Conquest had a particularly felicitous gift for reducing the classics to doggerel. In a riff on Jacques’s soliloquy, he wrote “Seven ages: first puking & mewling; Then pissed off to hell with your schooling; Then f---s, & then fights; Then judging chaps’ rights; Then sitting in slippers; then drooling.” Larkin quoted this to a friend with the words, “He’s a genius.”
More disconcertingly for their admirers, it emerged from the pages of Larkin’s published letters that Conquest and Larkin shared an enthusiasm for pornography. On one occasion Conquest wrote a letter to Larkin purporting to come from the Vice Squad which had found the poet’s name on a pornographic publisher’s list. Larkin panicked and went to see his solicitor, convinced that he was going to lose his job as librarian at Hull University, before Conquest owned up.
Among other interests, Conquest was a lifelong member, later fellow, of the British Interplanetary Society, to which he was recruited by a young civil servant called Arthur C Clarke. He also published a science fiction novel, A World of Difference. In 2009 he published Penultimata, a collection of poetry. His last collection, Blokelore & Blokesongs, was published in 2012 when Conquest was 95.
Conquest was appointed OBE in 1955 and CMG in 1996. In 2005 he was presented with the US Presidential Medal of Freedom.
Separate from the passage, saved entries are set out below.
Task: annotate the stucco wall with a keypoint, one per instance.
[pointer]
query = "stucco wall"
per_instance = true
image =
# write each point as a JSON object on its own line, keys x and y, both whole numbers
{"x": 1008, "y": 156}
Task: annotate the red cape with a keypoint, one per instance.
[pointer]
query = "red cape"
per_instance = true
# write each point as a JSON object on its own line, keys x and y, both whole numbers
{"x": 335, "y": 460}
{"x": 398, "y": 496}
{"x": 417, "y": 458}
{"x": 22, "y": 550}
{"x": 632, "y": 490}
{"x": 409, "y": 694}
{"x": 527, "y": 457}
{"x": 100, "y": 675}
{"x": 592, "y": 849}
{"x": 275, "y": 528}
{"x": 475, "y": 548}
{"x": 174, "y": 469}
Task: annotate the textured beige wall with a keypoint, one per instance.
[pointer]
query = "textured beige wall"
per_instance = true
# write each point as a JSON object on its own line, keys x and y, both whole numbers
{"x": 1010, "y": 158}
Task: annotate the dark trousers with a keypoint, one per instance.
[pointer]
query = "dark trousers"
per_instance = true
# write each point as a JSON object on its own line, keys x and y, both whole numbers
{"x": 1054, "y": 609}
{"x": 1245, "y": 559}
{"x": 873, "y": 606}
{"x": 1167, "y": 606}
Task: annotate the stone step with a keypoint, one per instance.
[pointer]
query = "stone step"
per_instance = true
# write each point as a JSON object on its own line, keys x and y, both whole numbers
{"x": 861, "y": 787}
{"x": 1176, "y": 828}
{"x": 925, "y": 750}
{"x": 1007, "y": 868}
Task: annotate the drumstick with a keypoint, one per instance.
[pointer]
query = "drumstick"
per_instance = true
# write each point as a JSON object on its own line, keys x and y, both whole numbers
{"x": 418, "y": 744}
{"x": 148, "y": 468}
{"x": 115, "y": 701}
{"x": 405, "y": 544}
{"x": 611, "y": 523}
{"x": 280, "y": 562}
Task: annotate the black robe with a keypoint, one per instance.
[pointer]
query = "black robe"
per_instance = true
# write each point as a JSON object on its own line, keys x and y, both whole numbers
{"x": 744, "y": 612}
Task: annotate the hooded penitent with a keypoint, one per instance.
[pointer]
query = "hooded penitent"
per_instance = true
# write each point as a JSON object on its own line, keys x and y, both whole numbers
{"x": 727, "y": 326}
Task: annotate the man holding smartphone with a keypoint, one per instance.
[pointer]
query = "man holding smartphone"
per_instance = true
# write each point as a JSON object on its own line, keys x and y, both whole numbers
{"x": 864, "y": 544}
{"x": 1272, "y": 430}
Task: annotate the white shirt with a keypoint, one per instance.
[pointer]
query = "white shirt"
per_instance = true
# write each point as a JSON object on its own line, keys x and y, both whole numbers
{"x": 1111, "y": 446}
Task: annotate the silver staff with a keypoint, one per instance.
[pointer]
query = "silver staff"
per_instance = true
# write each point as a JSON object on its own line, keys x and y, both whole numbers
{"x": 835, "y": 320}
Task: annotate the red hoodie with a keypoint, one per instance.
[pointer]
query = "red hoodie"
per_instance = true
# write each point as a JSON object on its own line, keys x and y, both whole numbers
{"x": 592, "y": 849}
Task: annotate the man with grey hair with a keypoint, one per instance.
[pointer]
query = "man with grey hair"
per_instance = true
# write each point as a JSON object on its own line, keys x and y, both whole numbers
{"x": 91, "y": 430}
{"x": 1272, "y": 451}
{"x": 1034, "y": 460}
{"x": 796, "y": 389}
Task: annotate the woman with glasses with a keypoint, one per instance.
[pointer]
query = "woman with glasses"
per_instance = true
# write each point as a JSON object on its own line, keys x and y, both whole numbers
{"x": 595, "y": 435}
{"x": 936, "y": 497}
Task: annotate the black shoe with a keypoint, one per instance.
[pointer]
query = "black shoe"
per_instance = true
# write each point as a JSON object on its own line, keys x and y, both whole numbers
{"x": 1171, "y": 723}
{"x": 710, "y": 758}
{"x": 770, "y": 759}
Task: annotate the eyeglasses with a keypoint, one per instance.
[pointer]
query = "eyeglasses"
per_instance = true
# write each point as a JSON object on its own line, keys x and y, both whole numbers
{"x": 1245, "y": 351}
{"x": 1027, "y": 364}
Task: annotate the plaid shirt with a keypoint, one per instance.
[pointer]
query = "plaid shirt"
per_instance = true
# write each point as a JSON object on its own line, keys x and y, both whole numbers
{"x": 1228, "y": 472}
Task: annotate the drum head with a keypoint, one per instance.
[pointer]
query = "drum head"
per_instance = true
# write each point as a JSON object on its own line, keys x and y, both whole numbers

Robert Conquest was married four times. By Joan Watkins (1942-48) he had two sons. He then married Tatiana Mihailova (1948-62) and Caroleen McFarlane (1962-78). There were other entanglements, though Larkin was exaggerating when he referred to Conquest’s “limitless number of 24 yr old girls”.
From 1979 he enjoyed an exceptionally happy marriage to Elizabeth “Liddie” (née Neece), who survives him with his children.